DBP vs CA and Sps. Timoteo and Pineda
Summary of the case of DBP vs CA and Sps. Timoteo and Pineda....
DBP VS CA AND SPS. TIMOTEO AND PINEDA G.R. NO. 111737 ; OCTOBER 13, 1999 ; 316 SCRA 650 Facts: Spouses Piñedas are registered owners of a parcel of land in Capiz, which they mortgaged to DBP to secure the loan of P20,000.The Piñedas eventually defaulted, prompting the DBP to extra-judicially foreclose and take possession of such property. The Ministry of Justice, then, opined through its Opinion No. 92 (’78) that lands covered by P.D. No. 27, to which the subject property was included, may not be the object of foreclosure proceedings. The Piñedas, then, sought to redeem such property with P10,000 as downpayment but was denied as the land was allegedly tenanted. They then sought the cancellation of the title and specific performance, stating that DBP acted in bad faith when it took possession of the property and caused the consolidation of its title in spite of the fact that the 5-year redemption period expressly stated in the Sheriff’s Certificate of Sale had not yet lapsed and that their offer to redeem was within the redemption period. Issue: Whether or not the DBP acted in bad faith when it took possession of the property. Held: No. DBP’s act of consolidating its title and taking possession of the property after the expiration of the redemption period was in accordance with Sec. 6 of Act No. 3135, which states that if no redemption of a foreclosed property is made within one year, the purchaser is entitled as a matter of right to consolidate and to possess the property. In addition to this, it was in consonance with Section 4 of the mortgage contract between DBP and the Piñedas where they agreed the appointment of DBP as receiver to take charge and to hold possession of the mortgaged property in case of foreclosure.

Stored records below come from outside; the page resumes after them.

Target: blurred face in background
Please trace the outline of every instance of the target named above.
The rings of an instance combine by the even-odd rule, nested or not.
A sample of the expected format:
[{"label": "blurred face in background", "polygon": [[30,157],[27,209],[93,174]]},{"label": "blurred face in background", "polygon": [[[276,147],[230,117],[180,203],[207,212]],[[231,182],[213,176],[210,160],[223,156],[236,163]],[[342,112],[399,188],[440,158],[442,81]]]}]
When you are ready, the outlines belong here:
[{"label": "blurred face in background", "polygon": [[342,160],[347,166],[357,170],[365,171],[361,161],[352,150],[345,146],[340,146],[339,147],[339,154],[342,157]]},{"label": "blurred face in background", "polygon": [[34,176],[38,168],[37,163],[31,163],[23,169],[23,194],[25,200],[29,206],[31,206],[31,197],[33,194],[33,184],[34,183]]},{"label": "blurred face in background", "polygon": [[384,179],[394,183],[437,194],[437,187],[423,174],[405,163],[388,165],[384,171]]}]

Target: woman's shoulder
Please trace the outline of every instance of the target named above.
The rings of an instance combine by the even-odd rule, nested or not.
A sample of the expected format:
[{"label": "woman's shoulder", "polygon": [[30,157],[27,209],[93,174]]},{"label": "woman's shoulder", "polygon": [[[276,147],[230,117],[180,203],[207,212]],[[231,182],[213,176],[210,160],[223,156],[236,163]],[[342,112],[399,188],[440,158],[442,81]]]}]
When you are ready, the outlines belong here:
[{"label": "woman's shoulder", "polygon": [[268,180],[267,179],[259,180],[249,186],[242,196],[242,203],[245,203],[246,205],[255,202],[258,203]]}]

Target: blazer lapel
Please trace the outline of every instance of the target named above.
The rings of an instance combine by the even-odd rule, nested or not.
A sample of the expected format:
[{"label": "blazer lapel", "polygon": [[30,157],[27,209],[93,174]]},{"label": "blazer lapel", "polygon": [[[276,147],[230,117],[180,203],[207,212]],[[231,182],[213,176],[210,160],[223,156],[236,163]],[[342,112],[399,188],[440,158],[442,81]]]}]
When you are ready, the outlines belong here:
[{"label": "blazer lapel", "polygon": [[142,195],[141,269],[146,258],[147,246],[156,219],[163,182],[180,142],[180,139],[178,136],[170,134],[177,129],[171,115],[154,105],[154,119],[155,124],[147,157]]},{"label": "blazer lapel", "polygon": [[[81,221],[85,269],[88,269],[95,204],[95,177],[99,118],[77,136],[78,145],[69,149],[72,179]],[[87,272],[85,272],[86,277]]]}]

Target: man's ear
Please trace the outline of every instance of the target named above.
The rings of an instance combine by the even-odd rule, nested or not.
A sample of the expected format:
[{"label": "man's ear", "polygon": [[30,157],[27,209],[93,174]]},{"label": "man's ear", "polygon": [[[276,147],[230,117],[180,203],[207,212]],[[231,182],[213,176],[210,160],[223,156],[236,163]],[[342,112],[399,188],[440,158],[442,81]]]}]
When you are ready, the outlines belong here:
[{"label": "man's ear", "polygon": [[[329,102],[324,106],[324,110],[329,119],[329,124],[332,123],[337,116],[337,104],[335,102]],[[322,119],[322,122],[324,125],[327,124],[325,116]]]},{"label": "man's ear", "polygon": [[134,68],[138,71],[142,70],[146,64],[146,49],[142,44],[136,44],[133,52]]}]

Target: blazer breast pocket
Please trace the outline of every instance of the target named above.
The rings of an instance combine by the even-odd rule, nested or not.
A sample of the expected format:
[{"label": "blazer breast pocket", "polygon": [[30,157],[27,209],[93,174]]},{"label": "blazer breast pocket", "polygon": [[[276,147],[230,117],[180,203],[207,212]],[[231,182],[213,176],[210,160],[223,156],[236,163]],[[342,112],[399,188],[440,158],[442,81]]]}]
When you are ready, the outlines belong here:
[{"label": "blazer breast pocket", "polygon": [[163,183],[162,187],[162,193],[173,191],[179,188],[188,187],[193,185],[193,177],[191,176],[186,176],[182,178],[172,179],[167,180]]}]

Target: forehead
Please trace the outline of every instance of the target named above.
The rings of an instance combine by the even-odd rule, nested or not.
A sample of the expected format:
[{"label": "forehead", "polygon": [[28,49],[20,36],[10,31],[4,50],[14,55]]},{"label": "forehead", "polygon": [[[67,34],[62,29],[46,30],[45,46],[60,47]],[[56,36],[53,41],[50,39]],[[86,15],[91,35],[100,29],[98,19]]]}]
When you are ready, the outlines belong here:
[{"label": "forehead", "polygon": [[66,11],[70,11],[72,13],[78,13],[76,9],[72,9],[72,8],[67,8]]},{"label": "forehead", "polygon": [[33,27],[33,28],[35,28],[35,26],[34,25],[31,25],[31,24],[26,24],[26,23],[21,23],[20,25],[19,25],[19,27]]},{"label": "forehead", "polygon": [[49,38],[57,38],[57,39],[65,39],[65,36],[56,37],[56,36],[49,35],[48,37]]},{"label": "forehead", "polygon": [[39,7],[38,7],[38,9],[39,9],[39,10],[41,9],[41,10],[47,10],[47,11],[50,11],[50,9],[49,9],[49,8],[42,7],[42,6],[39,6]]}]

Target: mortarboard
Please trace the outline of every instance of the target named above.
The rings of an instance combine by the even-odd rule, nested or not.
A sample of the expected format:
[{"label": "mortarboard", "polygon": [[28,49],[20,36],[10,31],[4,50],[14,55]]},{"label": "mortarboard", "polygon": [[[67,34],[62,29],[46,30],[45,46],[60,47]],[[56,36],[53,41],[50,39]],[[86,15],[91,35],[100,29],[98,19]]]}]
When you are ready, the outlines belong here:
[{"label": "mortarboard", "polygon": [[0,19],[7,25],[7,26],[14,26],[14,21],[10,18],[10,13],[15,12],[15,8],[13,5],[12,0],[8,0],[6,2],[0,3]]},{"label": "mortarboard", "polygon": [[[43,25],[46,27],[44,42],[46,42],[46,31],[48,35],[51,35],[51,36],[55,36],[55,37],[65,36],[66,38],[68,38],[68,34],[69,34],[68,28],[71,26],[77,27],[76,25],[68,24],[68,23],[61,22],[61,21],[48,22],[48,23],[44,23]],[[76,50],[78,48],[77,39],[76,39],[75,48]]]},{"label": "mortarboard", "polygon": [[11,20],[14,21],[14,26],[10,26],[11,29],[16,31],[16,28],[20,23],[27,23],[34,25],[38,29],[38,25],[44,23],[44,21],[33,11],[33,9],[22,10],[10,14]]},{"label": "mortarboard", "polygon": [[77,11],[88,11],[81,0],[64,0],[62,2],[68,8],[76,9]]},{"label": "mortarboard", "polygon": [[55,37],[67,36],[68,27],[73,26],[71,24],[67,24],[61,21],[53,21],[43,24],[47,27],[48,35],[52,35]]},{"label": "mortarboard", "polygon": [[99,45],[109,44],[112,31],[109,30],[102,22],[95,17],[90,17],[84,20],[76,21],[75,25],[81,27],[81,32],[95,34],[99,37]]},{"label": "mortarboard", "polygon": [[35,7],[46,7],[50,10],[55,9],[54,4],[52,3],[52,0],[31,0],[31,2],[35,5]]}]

In fact, without DBP’s act of consolidating its title, the Piñedas would not be able to assert their right to repurchase the property within 5 years, which would
begin to run after the expiration of the one-year period. Thus, its acts cannot be tainted with bad faith nor did it impair Piñedas’ right to repurchase.
It may also be argued that P.D. No. 27 was already in effect when DBP foreclosed the property. However, the legal propriety of the foreclosure of the land was questioned only after Opinion No. 92 (’78) was issued, which happened almost 2 months after DBP consolidated its title to the property. By law and jurisprudence, a mistake upon a doubtful or difficult question of law may properly be the basis of good faith.
Article 526 of the Civil Code states that “a possessor in good faith is one who is not aware that there exists in his title or mode of acquisition any flaw, which invalidates it.” Moreover, Article 527 of NCC provides “good faith is always presumed, and upon him who alleges bad faith on the part of the possessor rests the burden of proof.” Thus, it is incumbent on the Piñedas to prove that DBP was aware of the flaw in its title (nullity of the foreclosure), but this they failed to do.